First let's install the two dependencies that we need - axios
and cheerio
. We use axios
to make our HTTP request to the Official Charts site to grab the HTML that we will parse. The cheerio
package is then used to parse that HTML and provide us the interface to query it.
npm install axios cheerio --save-dev
Now that they are installed we can require
them both into our script.
const axios = require('axios');
const cheerio = require('cheerio');
Now we can make a request to our website and grab the response. In my case I was hitting a URL like this: https://www.officialcharts.com/charts/singles-chart/20200101
which shows the chart listings for that date. We use axios
's get
method and await
for the response.
const axios = require('axios');
const cheerio = require('cheerio');
const url = 'https://www.officialcharts.com/charts/singles-chart/20200101';
const response = await axios.get(url);
The response
object has a data
property which contains the markup that was returned. We use cheerio
's load
method to load in the HTML and we're ready to start querying it.

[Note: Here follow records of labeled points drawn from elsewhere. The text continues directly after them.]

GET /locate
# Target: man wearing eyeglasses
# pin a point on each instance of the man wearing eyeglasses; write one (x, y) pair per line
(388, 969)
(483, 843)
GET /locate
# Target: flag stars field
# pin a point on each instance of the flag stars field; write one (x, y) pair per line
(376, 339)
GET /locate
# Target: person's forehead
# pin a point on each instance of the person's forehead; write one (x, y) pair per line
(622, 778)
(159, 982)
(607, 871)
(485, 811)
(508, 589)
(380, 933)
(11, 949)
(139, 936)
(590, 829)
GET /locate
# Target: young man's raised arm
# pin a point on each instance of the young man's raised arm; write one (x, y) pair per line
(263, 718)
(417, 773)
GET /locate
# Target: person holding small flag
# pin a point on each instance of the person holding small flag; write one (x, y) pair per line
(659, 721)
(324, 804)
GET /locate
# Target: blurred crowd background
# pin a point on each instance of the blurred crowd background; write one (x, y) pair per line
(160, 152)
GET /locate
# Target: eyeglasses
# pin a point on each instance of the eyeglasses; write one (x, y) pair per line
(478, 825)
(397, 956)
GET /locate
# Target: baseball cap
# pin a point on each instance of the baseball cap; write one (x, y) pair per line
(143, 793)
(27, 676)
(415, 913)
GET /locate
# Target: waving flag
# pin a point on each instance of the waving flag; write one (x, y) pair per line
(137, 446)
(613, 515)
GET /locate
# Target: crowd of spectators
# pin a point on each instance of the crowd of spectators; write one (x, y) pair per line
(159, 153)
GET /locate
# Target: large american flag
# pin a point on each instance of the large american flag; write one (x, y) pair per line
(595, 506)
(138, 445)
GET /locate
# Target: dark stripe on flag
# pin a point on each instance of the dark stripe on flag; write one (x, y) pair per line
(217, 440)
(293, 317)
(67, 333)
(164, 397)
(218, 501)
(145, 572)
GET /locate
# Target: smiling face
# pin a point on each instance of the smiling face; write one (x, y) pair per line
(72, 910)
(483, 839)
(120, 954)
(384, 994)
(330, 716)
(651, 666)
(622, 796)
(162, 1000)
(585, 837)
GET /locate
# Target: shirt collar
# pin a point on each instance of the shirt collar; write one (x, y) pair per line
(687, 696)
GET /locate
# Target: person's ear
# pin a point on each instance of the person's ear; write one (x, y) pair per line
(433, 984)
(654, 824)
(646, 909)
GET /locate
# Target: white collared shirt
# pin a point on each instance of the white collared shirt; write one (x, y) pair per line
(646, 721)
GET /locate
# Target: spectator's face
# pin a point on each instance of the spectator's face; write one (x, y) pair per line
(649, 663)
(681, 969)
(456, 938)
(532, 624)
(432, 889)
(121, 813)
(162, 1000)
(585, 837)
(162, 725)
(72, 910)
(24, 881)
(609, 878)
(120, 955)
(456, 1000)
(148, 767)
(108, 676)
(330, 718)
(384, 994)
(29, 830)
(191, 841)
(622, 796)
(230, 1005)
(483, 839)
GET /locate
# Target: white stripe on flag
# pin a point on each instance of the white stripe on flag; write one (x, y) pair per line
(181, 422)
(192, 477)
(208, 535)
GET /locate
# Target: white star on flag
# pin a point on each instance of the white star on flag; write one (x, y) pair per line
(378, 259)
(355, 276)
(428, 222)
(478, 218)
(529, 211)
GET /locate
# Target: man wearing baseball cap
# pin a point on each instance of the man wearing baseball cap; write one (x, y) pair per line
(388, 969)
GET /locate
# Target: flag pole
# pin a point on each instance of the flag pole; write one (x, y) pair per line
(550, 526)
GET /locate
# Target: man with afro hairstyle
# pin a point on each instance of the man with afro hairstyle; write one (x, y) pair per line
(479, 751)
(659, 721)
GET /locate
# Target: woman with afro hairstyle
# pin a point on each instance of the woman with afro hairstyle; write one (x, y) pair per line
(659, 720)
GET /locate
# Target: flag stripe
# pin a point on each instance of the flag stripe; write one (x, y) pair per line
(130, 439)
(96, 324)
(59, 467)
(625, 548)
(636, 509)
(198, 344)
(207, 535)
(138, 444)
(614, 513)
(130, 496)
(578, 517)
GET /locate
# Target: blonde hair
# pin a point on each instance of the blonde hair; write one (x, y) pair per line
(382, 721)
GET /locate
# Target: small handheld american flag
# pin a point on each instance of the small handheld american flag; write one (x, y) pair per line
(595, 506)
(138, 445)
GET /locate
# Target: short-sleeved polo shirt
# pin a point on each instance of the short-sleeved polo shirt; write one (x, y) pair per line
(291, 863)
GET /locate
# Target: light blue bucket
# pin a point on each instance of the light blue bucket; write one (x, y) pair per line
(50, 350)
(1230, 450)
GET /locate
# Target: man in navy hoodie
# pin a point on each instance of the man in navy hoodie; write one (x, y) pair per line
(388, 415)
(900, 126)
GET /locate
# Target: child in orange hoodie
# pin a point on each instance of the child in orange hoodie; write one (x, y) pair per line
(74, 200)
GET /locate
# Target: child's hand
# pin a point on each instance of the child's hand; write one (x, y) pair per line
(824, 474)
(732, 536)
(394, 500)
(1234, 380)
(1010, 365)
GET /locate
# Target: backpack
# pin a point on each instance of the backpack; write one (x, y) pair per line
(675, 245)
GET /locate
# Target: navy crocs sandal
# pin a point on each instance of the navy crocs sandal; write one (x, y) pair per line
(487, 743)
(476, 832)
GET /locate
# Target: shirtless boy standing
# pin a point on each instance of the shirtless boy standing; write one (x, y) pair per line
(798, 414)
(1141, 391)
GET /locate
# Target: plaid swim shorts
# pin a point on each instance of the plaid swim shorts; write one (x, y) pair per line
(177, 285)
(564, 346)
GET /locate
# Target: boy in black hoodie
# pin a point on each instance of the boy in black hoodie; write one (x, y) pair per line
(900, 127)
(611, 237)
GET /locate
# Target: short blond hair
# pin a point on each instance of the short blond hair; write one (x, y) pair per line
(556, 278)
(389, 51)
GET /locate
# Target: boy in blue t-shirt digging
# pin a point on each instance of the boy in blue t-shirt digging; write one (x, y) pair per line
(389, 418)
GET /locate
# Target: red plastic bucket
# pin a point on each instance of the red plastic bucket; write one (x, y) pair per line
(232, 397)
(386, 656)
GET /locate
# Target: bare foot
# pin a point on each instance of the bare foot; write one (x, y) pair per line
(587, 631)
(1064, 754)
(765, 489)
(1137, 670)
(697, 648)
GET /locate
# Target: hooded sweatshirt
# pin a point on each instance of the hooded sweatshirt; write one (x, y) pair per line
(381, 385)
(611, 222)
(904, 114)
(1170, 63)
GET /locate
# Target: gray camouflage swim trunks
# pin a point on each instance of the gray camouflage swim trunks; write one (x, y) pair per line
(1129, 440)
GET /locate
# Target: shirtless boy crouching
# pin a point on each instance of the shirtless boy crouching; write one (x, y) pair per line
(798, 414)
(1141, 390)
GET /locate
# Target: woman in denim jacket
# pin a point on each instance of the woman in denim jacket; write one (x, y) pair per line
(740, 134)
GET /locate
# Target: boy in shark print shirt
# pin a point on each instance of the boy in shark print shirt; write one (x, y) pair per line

const axios = require('axios');
const cheerio = require('cheerio');
const url = 'https://www.officialcharts.com/charts/singles-chart/20200101';
const response = await axios.get(url);
const $ = cheerio.load(response.data);
We give variable holding the parsed page the
$
name so it is short and jQuery like.
Extracting The Date
We want to get the start date for this set of songs, which is contained in the following markup:
<p class="article-date">
27 December 2019 - 02 January 2020
</p>
So we select it like we would with regular jQuery, using a CSS selector:
const date = $('.article-date');
We can then extract the text content from it (the text()
method), trim the whitespace off (trim()
) and split it by the hyphen to get the start date (split('-')
).
const date = $('.article-date');
const startEndDate = date.text().trim().split('-');
const startDate = startEndDate[0].trim();
Finding the Song and Artist Name
Due to the structure of the HTML the number 1 song is not as simple to find. We need to use a more complex selector to find the first row in the table.
const track = $('.chart tr.headings + tr .track .title-artist .title').text().trim();
const artist = $('.chart tr.headings + tr .track .title-artist .artist').text().trim();
Again we use the text()
and trim()
methods to get the text content and then tidy it up.
Getting the Cover Image
So far we've just grabbed text content inside elements, but just as jQuery can we can grab attributes from elements too. We want to get the URL to the cover image for the song so we first select the img
element in question.
const cover = $('.cover img');
Then we use the attr
method to get the src
value. Easy!
const cover = $('.cover img').attr('src');
Taking it Further
That's a very quick intro to working with Cheerio and how I used it on the Birthday Number Ones project. If you're familiar with jQuery then you will not have trouble working with Cheerio. The docs are really comprehensive and have examples of just about every scenario you might need.
Happy scraping!